The Republicans are making yet another run at repealing Obamacare, this time with a bill sponsored by Republican senators Lindsey Graham, of South Carolina, and Bill Cassidy, of Louisiana. While this legislation doesn’t seem workable in its current form, as the old saying about Richard Wagner’s music goes, the bill is in some respects “better than it sounds.”
Think of Graham-Cassidy as allowing each state to try its hand at health-care policy, backed by a federal lump sum payment. Not surprisingly, opponents fear the states could waive essential components of Obamacare, such as the individual mandate, required coverage for pre-existing conditions or the regulations for “essential” health benefits. Alternatively, states could use the money to help develop their own single payer systems or pursue other innovations. The bill would also replace the federal-state partnership on Medicaid with capped per capita aid to each state, a formula that would induce many states to spend less on the health program for the poor.
The critics correctly suggest that the federal government would be cutting backon its fiscal commitment to health care, and that the bill would boost the number of uninsured by millions. It seems the CBO won’t be scoring this bill in time for any possible vote, but note that the behavior of each state is not always easy to predict (the most critical interim projections are typically expressing worst-case scenarios)
So why might anyone take Graham-Cassidy seriously?
The most important reason is that any predicted increase in the uninsured is relative to the status quo, but perhaps the status quo isn’t stable. The CBO has estimated that the U.S. is on an unsustainable fiscal path, and over time will need to choose some significant mix of tax increases and spending cuts. Graham-Cassidy looks bad because it accelerates some of those fiscal adjustments, but American health-care consumption will end up being curtailed anyway.
There is an unfortunate tendency of Obamacare defenders to pick and choose which CBO messages they publicize. If the CBO estimates that a Republican health-care bill will cut insurance coverage, that estimate is played up. But when the CBO surveys the nation’s longer-term fiscal conditions, that is downplayed for fear it will discourage moves toward bigger government. Many fiscal conservatives, however, commit a similar error but in reverse.
It is a legitimate worry that Graham-Cassidy might cut health-care benefits in an unequal fashion, but the bill may be more egalitarian than it at first appears. Due to the embedded formulas, the bill redistributes resources to red states, in particular states that have not already accepted the Medicaid expansion from Obamacare. Often those are rural states, some of them in economic decline.

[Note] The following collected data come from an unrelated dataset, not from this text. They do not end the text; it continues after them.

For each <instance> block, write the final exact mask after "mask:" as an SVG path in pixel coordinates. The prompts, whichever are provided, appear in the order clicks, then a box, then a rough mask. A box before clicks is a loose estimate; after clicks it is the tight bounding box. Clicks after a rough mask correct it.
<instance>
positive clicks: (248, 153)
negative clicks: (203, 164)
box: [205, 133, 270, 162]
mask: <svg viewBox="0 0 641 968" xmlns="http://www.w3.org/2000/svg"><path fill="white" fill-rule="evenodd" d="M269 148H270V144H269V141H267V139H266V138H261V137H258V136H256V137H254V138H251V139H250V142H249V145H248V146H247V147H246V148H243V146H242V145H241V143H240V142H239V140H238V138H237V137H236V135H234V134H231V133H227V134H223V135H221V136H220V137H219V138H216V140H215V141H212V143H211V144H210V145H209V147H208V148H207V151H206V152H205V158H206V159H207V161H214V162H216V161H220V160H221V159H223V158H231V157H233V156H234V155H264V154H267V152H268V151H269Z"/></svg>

Favoring such states does have an egalitarian aspect, even if the Republican Party isn’t very effective in explaining the policy in those terms.

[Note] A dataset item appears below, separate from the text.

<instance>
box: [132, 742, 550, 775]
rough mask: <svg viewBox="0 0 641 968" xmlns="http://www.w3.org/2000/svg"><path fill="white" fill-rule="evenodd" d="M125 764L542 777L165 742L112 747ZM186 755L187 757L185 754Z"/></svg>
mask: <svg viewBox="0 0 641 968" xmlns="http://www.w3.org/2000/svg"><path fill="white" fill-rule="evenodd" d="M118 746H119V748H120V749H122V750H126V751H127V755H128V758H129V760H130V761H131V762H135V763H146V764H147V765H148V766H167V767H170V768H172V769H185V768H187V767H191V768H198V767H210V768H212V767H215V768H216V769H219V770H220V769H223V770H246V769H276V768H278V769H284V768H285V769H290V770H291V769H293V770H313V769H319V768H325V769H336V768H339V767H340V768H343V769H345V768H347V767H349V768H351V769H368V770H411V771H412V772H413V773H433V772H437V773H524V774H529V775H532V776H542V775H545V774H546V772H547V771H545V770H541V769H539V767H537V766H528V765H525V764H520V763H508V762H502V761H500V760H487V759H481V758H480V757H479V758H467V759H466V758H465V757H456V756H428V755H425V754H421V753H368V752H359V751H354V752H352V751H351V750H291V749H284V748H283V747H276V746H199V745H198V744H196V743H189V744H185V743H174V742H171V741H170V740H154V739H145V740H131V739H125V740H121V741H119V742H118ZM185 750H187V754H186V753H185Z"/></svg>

The biggest losers from Graham-Cassidy are likely New York and California, two states with very costly Medicaid rolls. That might appear anti-egalitarian, but is it really? The beneficiaries in those states tend to be relatively young, and thus their human capital endowments, in the form of future life enjoyment, are usually quite high. All things considered, a 28-year old lower middle-class immigrant in Los Angeles is arguably better off than a 61-year-old in Nebraska with $100,000 in the bank. Giving a benefit to the red state individual actually may reflect the more egalitarian sentiment, although that’s not usually how health-care policy discussions are framed by either Democrats or Republicans.

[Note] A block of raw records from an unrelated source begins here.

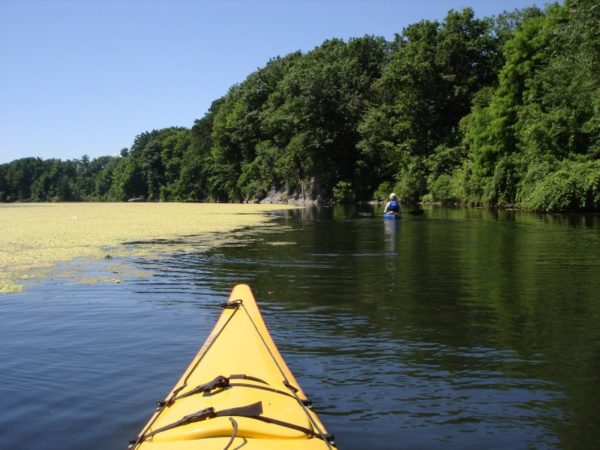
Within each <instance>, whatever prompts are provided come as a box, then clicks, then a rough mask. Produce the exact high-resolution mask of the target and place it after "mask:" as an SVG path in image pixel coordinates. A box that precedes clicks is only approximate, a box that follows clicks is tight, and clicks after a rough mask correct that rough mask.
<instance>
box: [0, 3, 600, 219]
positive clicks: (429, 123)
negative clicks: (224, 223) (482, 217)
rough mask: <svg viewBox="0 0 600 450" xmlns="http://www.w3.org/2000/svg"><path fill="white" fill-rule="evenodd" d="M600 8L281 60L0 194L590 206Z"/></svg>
mask: <svg viewBox="0 0 600 450" xmlns="http://www.w3.org/2000/svg"><path fill="white" fill-rule="evenodd" d="M599 15H600V8H598V7H597V4H596V2H595V1H594V0H567V1H565V3H564V4H562V5H559V4H552V5H549V6H547V7H546V9H545V10H543V11H542V10H540V9H538V8H527V9H524V10H517V11H512V12H506V13H503V14H501V15H499V16H497V17H488V18H477V17H475V15H474V13H473V10H472V9H470V8H466V9H463V10H461V11H454V10H452V11H450V12H449V13H448V14H447V16H446V18H445V19H444V20H443V21H441V22H437V21H428V20H425V21H421V22H419V23H416V24H413V25H410V26H408V27H407V28H405V29H404V30H402V31H401V32H400V33H399V34H397V35H396V37H395V39H394V40H393V41H391V42H388V41H386V40H385V39H384V38H381V37H376V36H363V37H360V38H354V39H349V40H348V41H343V40H340V39H331V40H328V41H326V42H324V43H323V44H322V45H320V46H318V47H316V48H315V49H314V50H312V51H310V52H306V53H302V52H295V53H291V54H289V55H287V56H284V57H275V58H273V59H271V60H270V61H268V63H267V64H266V65H265V66H264V67H262V68H260V69H258V70H257V71H255V72H253V73H251V74H250V75H249V76H248V77H247V78H246V79H245V80H243V81H242V82H240V83H239V84H236V85H234V86H232V87H231V88H230V90H229V91H228V92H227V93H226V94H225V95H224V96H223V97H221V98H219V99H217V100H215V101H214V102H213V104H212V106H211V108H210V109H209V111H208V112H207V113H206V114H205V115H204V116H203V117H202V118H200V119H198V120H196V122H195V123H194V125H193V127H192V128H191V129H187V128H180V127H173V128H166V129H162V130H153V131H150V132H143V133H141V134H140V135H138V136H137V137H136V138H135V140H134V142H133V145H132V146H131V148H130V149H124V150H123V151H121V154H120V155H119V156H115V157H102V158H97V159H94V160H90V158H89V157H87V156H84V157H82V158H81V159H80V160H74V161H60V160H54V159H53V160H45V161H44V160H41V159H39V158H25V159H20V160H16V161H13V162H11V163H8V164H2V165H0V201H64V200H67V201H69V200H92V201H123V200H127V199H128V198H131V197H143V198H145V199H148V200H162V201H219V202H227V201H260V200H262V199H264V198H265V197H266V196H268V195H269V194H270V193H273V192H277V193H279V194H280V195H281V197H282V198H284V199H285V198H286V197H287V198H292V197H295V198H298V199H300V200H315V201H331V200H334V201H340V202H343V201H355V200H371V199H374V198H375V199H380V198H382V197H383V196H384V195H387V193H389V190H391V189H393V190H394V191H395V192H396V193H397V194H398V195H399V196H400V197H401V198H402V199H403V200H404V201H418V200H426V201H427V200H428V201H439V202H458V203H467V204H475V205H493V206H501V205H516V206H520V207H524V208H528V209H535V210H599V209H600V45H599V44H598V43H599V42H600V31H599V28H600V27H599V26H598V24H599V23H600V17H599Z"/></svg>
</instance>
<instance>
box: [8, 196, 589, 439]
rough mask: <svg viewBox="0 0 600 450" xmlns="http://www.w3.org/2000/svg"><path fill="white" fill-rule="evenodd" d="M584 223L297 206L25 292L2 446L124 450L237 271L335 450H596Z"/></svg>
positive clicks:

So what’s wrong then with Graham-Cassidy? Most of all, it relies on state governments to engineer the next evolution of health-care policy. The unfortunate reality, however, is that American federalism is broken. Some states are either effectively bankrupt or on the verge of being so, including the populous locales of Illinois and New Jersey. Connecticut is usually among the leaders in per capita income, but it too cannot manage its fiscal affairs. Some state governments are well-run, but it seems odd to put health-care policy in the hands of so many failing institutions.
There is another problem with state experimentation in this context. So many health-care problems are on the supply side, namely weak incentives for quality care, barriers to entry and innovation, and regulations that raise costs but don’t improve safety. Ideally policy experimentation could cover all of these dimensions, but almost all of the debate is on the side of financing and insurance coverage. With a more or less fixed set of supply-side institutions, simply pushing more financing decisions into state governments may not produce much, if any, improvement.
The final version of this bill isn’t clear, and it’s appropriate to withhold judgment for now. But the actual pluses and minuses of this general approach to health-care policy are quite different from what you usually hear. Both Republicans and Democrats need to climb out of their traditional rhetorical postures and look at what the bill would do, relative to realistic alternatives.